Billed as a “town hall,” the affair quickly became the territory of a tense and hostile village, population two.

Trump, who has turned the 2016 campaign into a cross between The Jerry Springer Show and a fistfight in the Taiwanese parliament, lashed into Clinton for her alleged mishandling of tens of thousands of State Department and personal emails, some of which may have contained classified information. And he ripped her statement—on the leaked audio of one of her myriad, highly paid speeches to a gathering of Wall Street moneybags—that “you need both a public and a private position” on some issues to be successful in Washington.

Clinton hedged that she was referring to Abraham Lincoln’s tactics in sloughing the emancipation of slavery through a recalcitrant Congress.

“She lied and she’s blaming the lie on the late, great Abraham Lincoln,” Trump announced, looking pleased with himself. “Honest Abe never lied.
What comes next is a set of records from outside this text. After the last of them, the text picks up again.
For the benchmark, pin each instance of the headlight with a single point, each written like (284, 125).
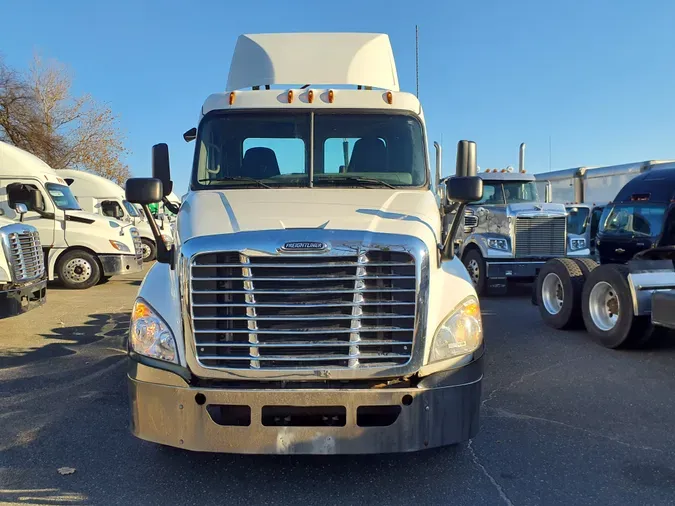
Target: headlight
(461, 332)
(150, 335)
(501, 244)
(120, 246)
(577, 244)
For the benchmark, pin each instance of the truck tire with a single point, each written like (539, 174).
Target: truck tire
(78, 269)
(587, 265)
(475, 266)
(607, 308)
(149, 250)
(558, 291)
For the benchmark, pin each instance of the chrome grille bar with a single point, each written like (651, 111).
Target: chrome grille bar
(335, 312)
(540, 236)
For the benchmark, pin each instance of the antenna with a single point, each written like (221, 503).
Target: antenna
(549, 153)
(417, 61)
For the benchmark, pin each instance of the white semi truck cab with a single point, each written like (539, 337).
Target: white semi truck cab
(101, 196)
(81, 249)
(23, 282)
(511, 232)
(311, 302)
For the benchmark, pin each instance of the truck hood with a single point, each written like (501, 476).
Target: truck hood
(408, 212)
(526, 208)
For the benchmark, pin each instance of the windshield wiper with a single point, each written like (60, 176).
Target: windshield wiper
(236, 178)
(355, 179)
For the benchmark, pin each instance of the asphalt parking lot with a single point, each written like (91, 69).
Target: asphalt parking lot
(564, 421)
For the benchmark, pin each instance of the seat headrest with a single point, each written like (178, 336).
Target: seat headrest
(369, 155)
(260, 163)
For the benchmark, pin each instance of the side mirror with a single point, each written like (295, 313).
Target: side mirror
(21, 209)
(161, 169)
(464, 189)
(144, 190)
(37, 201)
(466, 159)
(190, 135)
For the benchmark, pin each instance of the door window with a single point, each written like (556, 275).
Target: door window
(112, 209)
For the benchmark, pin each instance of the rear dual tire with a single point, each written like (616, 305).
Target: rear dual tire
(558, 289)
(607, 308)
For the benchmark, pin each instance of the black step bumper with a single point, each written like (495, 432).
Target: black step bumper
(20, 300)
(663, 309)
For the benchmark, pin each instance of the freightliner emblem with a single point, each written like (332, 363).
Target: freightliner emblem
(304, 246)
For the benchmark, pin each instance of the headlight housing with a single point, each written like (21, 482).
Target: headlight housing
(501, 244)
(149, 335)
(577, 244)
(460, 333)
(120, 246)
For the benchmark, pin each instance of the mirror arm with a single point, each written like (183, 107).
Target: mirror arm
(447, 248)
(170, 205)
(164, 255)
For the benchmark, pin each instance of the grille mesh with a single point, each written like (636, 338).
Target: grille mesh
(294, 312)
(540, 236)
(26, 256)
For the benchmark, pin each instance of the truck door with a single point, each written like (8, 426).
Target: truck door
(595, 224)
(629, 229)
(18, 191)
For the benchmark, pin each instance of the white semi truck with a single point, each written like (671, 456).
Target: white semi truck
(23, 282)
(99, 195)
(81, 249)
(511, 232)
(312, 301)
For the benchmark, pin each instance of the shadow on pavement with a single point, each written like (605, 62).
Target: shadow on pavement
(98, 327)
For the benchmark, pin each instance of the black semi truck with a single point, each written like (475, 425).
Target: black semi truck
(631, 291)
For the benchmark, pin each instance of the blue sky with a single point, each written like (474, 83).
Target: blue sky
(597, 76)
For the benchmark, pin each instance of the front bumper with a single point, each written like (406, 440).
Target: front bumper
(21, 300)
(514, 269)
(114, 265)
(442, 410)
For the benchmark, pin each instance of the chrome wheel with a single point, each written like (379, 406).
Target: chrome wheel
(474, 271)
(552, 293)
(146, 252)
(78, 270)
(603, 306)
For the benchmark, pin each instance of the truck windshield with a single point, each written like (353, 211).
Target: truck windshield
(130, 208)
(271, 150)
(62, 196)
(577, 220)
(498, 192)
(633, 219)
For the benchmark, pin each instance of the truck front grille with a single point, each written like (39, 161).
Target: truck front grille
(26, 256)
(303, 312)
(540, 236)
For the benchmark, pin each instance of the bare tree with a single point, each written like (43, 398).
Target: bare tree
(39, 113)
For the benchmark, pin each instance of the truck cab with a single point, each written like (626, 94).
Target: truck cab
(510, 232)
(23, 281)
(101, 196)
(81, 249)
(311, 301)
(639, 218)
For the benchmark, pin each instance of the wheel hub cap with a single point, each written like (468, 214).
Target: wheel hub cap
(552, 293)
(474, 271)
(78, 270)
(603, 306)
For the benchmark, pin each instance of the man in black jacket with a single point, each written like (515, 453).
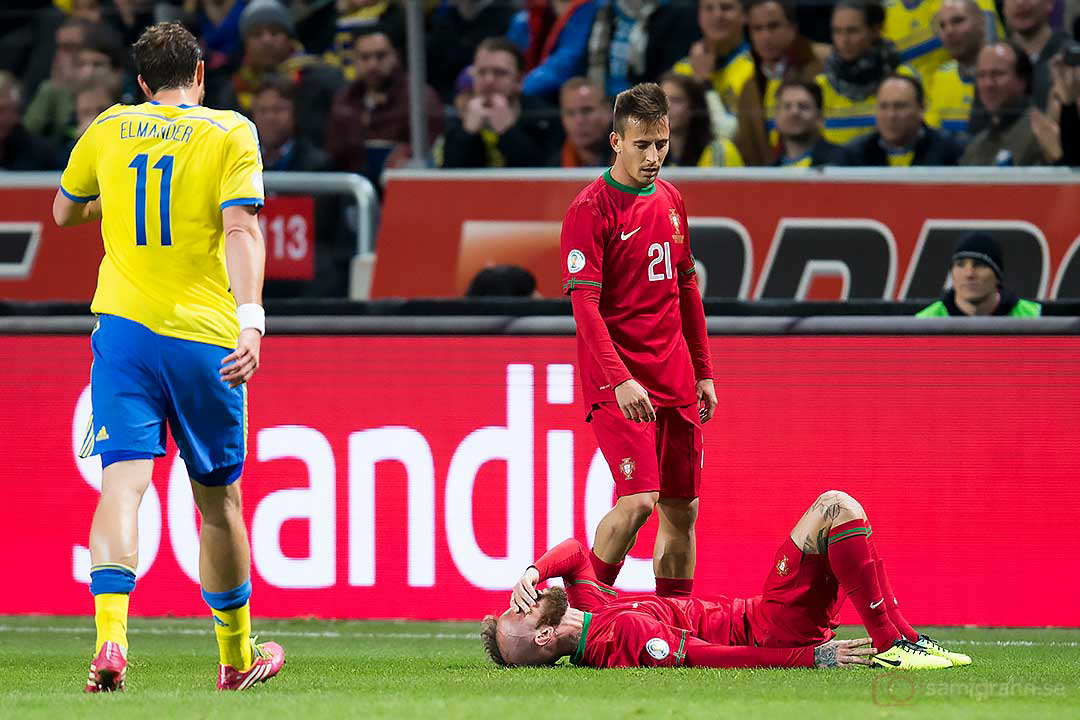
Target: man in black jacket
(499, 126)
(902, 138)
That’s this big, big difference between Abraham Lincoln and you.”

(Mark Twain again: “Never argue with stupid people. They will drag you down to their level and then beat you with experience.”)
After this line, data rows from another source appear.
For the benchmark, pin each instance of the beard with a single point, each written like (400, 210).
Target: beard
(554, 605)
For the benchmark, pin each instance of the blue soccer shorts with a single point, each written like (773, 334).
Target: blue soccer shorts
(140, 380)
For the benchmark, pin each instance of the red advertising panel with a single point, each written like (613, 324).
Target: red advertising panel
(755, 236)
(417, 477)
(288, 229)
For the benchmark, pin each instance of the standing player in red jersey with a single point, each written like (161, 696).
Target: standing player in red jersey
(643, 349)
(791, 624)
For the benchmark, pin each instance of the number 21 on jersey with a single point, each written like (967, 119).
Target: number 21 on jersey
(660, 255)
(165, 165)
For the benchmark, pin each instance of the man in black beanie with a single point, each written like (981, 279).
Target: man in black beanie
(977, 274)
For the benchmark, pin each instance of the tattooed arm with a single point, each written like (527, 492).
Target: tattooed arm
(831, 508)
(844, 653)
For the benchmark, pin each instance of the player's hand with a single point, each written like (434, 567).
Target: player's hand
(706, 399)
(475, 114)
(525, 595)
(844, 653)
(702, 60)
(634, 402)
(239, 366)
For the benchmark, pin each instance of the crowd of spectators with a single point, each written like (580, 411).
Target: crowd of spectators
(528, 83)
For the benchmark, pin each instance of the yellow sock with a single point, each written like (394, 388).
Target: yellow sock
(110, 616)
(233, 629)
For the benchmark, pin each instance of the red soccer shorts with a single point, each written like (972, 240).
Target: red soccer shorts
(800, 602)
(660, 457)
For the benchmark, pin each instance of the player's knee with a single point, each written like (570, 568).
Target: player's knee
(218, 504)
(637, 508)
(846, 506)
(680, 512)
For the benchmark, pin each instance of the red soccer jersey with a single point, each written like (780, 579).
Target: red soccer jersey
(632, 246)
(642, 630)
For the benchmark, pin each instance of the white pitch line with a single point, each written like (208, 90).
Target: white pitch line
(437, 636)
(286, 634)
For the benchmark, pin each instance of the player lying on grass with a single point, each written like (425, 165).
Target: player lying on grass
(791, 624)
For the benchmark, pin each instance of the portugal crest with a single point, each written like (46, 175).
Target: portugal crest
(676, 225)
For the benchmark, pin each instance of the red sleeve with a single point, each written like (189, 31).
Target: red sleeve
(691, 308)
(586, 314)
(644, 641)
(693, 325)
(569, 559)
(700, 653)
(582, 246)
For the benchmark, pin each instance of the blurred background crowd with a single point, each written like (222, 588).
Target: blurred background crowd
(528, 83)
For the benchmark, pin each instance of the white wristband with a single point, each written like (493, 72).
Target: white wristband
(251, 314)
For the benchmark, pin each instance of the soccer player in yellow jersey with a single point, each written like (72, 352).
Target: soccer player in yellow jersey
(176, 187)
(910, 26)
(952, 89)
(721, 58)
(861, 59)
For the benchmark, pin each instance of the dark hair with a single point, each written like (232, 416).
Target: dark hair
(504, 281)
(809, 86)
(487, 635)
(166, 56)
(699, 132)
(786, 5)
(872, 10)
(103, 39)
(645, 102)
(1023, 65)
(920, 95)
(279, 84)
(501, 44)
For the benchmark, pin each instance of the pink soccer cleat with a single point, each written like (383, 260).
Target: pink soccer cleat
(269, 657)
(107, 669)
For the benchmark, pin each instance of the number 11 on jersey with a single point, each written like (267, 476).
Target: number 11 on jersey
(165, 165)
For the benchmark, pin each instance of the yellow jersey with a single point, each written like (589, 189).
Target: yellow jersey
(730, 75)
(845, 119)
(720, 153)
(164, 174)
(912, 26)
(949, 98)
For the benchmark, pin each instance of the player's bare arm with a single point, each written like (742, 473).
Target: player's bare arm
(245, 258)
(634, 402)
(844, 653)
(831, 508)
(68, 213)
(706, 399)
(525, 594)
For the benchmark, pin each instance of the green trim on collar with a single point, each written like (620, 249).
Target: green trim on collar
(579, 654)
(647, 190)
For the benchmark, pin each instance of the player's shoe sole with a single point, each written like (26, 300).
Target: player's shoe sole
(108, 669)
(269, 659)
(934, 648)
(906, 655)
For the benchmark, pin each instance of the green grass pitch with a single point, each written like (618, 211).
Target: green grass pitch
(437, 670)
The debate was nearly an hour old before Clinton demanded the release of Trump’s tax returns, a subject on which she had harped incessantly in their previous one-on-one on Long Island, two weeks earlier. This time, the tycoon seemed to admit to the reporting by The New York Times that he had not paid any federal tax for as long as 18 years while writing off gargantuan losses.

“He lives in an alternative reality,” Clinton said.

As an exemplar of American democracy in its 229th year, the debate—and the campaign itself—had itself become so unreal that even the Italian corporation that makes Tic Tac breath mints felt compelled to abjure as “inappropriate and unacceptable” Trump’s statement that he liked to chew a handful before locking lips with a total stranger.

“Crooked Hillary and the media are out to DESTROY our movement during tonight’s debate,” Trump’s campaign texted supporters earlier Sunday evening.

With 435 members of Congress, 34 United States senators, and thousands of governors, legislators, commissioners, aldermen, county clerks and dogcatchers from the Outer Banks to the Aleutians also on the ballot on Nov. 8—and with early voting already having begun in many jurisdictions nationwide—the Republican Party was in utter disarray as debate day dawned.

Raising funds in Chicago for Democratic candidates, President Barack Obama observed of Trump, without naming him, “It tells you that he’s insecure enough that he pumps himself up by putting other people down.”

Running-mate Mike Pence, governor of Indiana, declared himself “offended … as a husband and father,” Sen. John McCain announced that it now was “impossible to offer even conditional support,” and actor Robert De Niro was inspired to muse: “I’d like to punch Trump in the face.”

“Women in Chinese factories might even balk at making Trump ties,” wrote analyst Walter Shapiro in Roll Call.

Kelly Ayotte—an imperilled U.S. senator from New Hampshire—after saying barely a week earlier that she “absolutely” would hold up Trump as a role model for children said, “I’m a mom and an American first, and I cannot and will not support a candidate for president who brags about degrading and assaulting women.”

This was a sentiment shared by countless other Republicans, all of whom had continued to support Trump’s candidacy despite his fat-shaming of a Miss Universe pageant winner, his brouhaha with the family of a Muslim-American infantryman who was killed in combat in Iraq, and his approval of Howard Stern’s observation that daughter Ivanka is “a piece of ass.”

Despite it all, a poll by Politico taken before the debate showed only 40 per cent of likely voters calling for Trump to abandon the Republican nomination, while 45 per cent said that he should persevere.

Or, as Richard Nixon said as the Watergate scandal dragged him under in 1973, “Despite all the polls and the rest, I think there’s still a hell of a lot of people out there, and from what I’ve seen … they want to believe.”